R/SpatialExperiment.R

Defines functions .sce_to_spe SpatialExperiment

Documented in SpatialExperiment

#' @name SpatialExperiment
#' 
#' @title The SpatialExperiment class
#' 
#' @aliases
#' SpatialExperiment
#' SpatialExperiment-class
#' 
#' @description
#' The \code{SpatialExperiment} class is designed to represent spatially
#' resolved transcriptomics (ST) data. It inherits from the
#' \code{\link{SingleCellExperiment}} class and is used in the same manner. In
#' addition, the class supports storage of spatial information via
#' \code{\link{spatialCoords}} and storage of images via \code{\link{imgData}}.
#' 
#' @param ... Arguments passed to the \code{\link{SingleCellExperiment}}
#'   constructor to fill the slots of the base class.
#' @param sample_id A \code{character} sample identifier, which matches the
#'   \code{sample_id} in \code{\link{imgData}}. The \code{sample_id} will also
#'   be stored in a new column in \code{\link{colData}}, if not already present.

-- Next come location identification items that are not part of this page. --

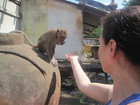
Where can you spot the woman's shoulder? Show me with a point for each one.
(135, 103)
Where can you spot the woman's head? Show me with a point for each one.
(124, 27)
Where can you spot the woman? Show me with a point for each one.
(119, 53)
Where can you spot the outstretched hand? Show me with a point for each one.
(71, 57)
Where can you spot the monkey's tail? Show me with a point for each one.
(25, 36)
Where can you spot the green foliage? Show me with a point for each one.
(131, 2)
(95, 34)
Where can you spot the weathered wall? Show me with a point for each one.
(7, 22)
(40, 15)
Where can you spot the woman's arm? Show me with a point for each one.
(96, 91)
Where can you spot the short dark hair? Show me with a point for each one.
(124, 27)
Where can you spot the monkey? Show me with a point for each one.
(48, 41)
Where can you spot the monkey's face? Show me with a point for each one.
(62, 35)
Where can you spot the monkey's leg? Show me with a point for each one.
(50, 53)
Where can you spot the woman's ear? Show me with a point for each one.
(112, 47)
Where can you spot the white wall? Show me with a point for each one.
(8, 23)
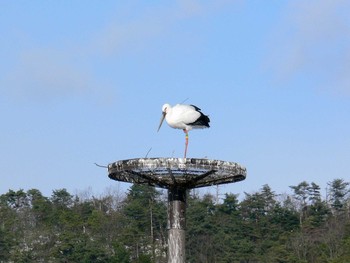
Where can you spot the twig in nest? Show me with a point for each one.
(103, 166)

#'   Default = \code{sample01}.
#' @param spatialCoordsNames A \code{character} vector of column names from
#'   \code{\link{colData}} containing spatial coordinates, which will be
#'   accessible with \code{\link{spatialCoords}}. Alternatively, the
#'   \code{spatialCoords} argument may be provided. If both are provided,
#'   \code{spatialCoordsNames} is given precedence, and a warning is returned.
#'   Default = \code{c("x", "y")}.
#' @param spatialCoords A numeric matrix containing columns of spatial
#'   coordinates, which will be accessible with \code{\link{spatialCoords}}.

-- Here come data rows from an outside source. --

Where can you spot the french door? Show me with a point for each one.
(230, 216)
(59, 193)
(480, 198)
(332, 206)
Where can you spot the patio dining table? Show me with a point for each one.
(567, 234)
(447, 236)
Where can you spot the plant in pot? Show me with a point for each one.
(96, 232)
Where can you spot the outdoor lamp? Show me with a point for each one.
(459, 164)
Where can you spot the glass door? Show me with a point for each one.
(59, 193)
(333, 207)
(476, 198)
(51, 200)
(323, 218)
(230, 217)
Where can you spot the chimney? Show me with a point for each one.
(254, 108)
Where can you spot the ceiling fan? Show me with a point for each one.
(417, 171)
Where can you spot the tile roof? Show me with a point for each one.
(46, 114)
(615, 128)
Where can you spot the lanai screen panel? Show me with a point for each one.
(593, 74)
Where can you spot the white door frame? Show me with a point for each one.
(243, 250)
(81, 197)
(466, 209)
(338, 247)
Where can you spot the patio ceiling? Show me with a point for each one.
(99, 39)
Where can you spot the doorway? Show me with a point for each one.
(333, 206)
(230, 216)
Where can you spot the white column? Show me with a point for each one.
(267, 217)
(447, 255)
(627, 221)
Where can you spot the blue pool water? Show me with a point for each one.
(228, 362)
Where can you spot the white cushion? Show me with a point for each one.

#'   Alternatively, \code{spatialCoordsNames} may be provided. If both are
#'   provided, \code{spatialCoordsNames} is given precedence, and a warning is
#'   returned.
#' @param scaleFactors Optional scale factors associated with the image(s). This
#'   can be provided as a numeric value, numeric vector, list, or file path to a
#'   JSON file for the 10x Genomics Visium platform. For 10x Genomics Visium,
#'   the correct scale factor will automatically be selected depending on the
#'   resolution of the image from \code{imageSources}. Default = \code{1}.
#' @param imgData Optional \code{\link{DataFrame}} containing the image data.

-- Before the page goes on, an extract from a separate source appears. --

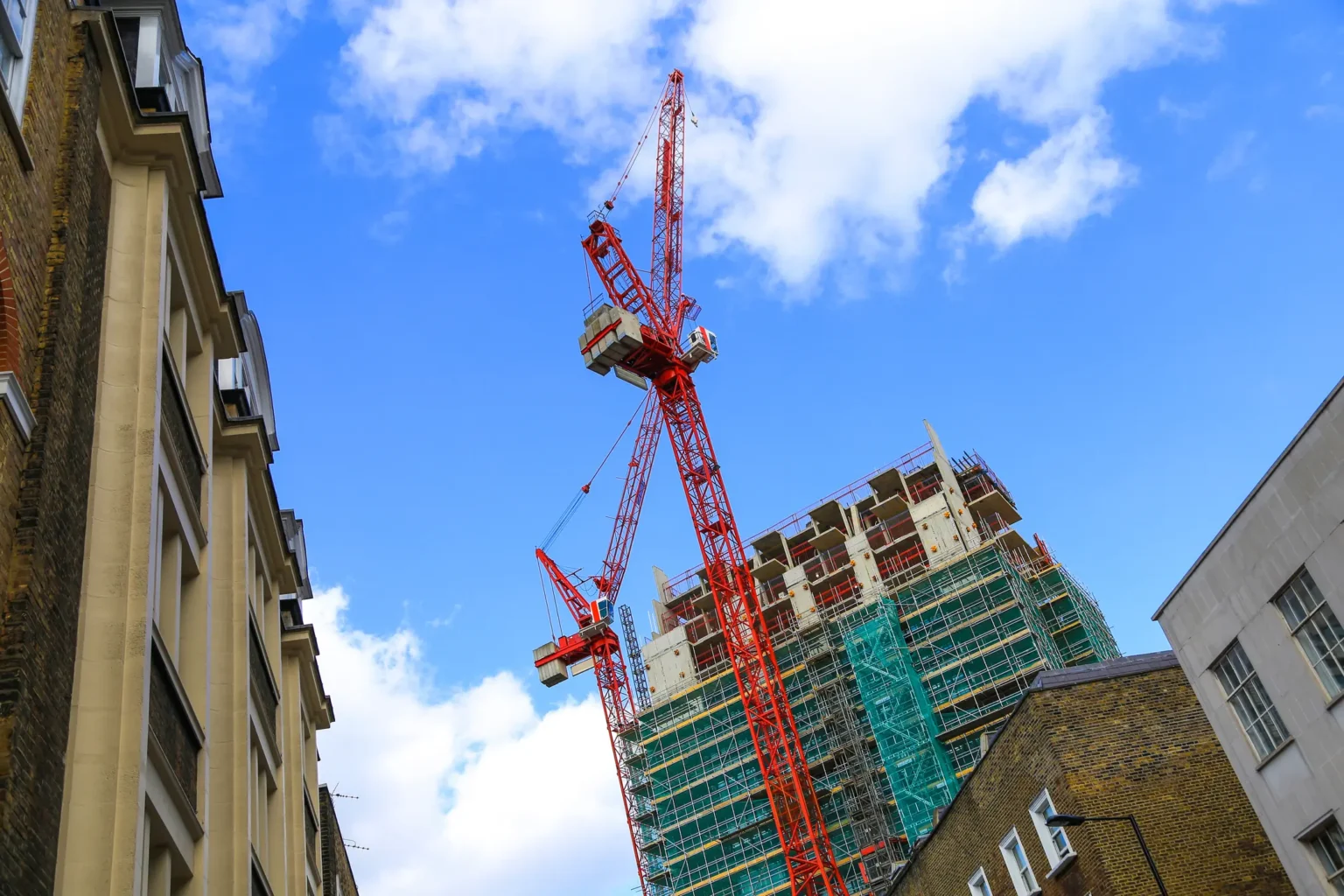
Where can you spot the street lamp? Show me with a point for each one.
(1073, 821)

#'   Alternatively, this can be built from the arguments \code{imageSources} and
#'   \code{image_id} (see Details).
#' @param imageSources Optional file path(s) or URL(s) for one or more image
#'   sources.
#' @param image_id Optional character vector (same length as
#'   \code{imageSources}) containing unique image identifiers.
#' @param loadImage Logical indicating whether to load image into memory.
#'   Default = \code{FALSE}.
#' @param spatialDataNames (Deprecated) A \code{character} vector of column
#'   names from \code{\link{colData}} to include in \code{\link{spatialData}}.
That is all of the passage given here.